Table 2 shows the relationship between various health and lifestyle factors and the prevalence of UI. It is noteworthy that the prevalence of UI increases with higher BMI categories. Obese individuals (BMI ≥ 30) have the highest UI prevalence, both in men and women (n = 102; 7.9% and n = 340; 15.8%, respectively). The differences are statistically significant and highlight the association between higher BMI and a higher likelihood of developing UI. When examining the association between regular physical activity, specifically walking, and the prevalence of UI, it is clear that more physical activity is associated with a lower prevalence of UI. Specifically, women who reported being physically inactive had the highest prevalence of UI (n = 244; 17.0%). In the context of sedentary behavior, longer sedentary hours correlated with higher UI prevalence. Women who spend more time in sedentary activities demonstrate greater UI prevalence (n = 358; 13.9%).

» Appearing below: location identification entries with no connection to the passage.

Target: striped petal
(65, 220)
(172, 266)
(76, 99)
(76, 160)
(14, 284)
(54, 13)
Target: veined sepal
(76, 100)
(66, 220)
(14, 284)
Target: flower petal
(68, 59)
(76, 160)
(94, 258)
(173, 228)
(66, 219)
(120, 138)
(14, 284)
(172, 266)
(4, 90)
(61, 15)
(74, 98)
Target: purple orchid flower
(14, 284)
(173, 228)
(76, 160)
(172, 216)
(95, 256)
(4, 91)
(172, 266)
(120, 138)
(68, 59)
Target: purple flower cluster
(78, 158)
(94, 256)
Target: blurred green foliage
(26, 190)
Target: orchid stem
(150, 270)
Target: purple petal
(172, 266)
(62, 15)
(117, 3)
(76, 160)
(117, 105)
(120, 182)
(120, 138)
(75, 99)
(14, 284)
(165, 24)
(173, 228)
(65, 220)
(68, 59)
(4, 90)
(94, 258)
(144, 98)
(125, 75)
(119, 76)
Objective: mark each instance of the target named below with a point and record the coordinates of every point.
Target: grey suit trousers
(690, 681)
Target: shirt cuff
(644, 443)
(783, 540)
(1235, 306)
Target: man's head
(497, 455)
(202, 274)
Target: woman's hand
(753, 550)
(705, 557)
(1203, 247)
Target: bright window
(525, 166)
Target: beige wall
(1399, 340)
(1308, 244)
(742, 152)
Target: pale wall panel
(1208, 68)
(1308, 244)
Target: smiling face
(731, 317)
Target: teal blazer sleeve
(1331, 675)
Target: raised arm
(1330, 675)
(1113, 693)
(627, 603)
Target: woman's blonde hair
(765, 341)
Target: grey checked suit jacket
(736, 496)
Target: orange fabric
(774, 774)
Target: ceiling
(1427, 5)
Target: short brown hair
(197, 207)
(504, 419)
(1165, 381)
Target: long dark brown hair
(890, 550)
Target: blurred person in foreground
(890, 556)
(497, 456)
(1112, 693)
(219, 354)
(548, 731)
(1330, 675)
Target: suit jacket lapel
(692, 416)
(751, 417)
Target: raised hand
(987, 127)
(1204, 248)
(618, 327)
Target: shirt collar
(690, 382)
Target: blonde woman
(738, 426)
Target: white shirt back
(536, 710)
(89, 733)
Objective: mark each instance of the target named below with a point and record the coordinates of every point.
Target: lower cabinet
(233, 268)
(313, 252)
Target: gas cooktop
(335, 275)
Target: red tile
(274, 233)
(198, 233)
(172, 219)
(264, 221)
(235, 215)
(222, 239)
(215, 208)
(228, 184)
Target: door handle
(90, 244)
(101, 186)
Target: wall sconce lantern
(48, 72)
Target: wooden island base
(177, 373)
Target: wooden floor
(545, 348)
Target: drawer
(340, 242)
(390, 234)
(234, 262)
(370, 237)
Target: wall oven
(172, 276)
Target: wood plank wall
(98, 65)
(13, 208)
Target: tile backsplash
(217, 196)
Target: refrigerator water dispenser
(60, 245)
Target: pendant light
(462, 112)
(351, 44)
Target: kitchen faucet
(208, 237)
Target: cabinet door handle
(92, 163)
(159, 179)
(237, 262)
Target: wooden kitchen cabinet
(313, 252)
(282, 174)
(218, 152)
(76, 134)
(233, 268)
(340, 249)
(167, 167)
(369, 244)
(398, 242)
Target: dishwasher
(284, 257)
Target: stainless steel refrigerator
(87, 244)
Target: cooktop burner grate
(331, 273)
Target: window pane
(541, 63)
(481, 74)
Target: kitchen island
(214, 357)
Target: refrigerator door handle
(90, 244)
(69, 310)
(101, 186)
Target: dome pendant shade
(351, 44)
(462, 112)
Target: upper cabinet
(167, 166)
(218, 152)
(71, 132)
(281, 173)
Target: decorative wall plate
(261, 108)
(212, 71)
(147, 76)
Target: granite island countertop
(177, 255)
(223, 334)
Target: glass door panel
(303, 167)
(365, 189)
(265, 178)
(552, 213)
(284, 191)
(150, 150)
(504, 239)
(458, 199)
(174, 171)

The significant differences underscore the importance of staying active to mitigate the risk of UI.

Table 2 The relationship of UI with health-related characteristics among men and women

The relationship between smoking habit and the prevalence of UI is also presented in Table 2. Former smokers, particularly women (n = 105; 15.9%), tend to have higher UI prevalence. The prevalence is lower among non-smokers, and current smokers exhibit intermediate levels. The statistical significance indicates that smoking may contribute to increased UI prevalence.

Table 2 also examines the effects of self-perceived health on the prevalence of UI. The results show that individuals who rate their health as fair or poor/very poor are more likely to experience the UI. The statistically significant differences underscore the association between perceived health status and UI, suggesting that addressing overall health and well-being might influence the occurrence of UI.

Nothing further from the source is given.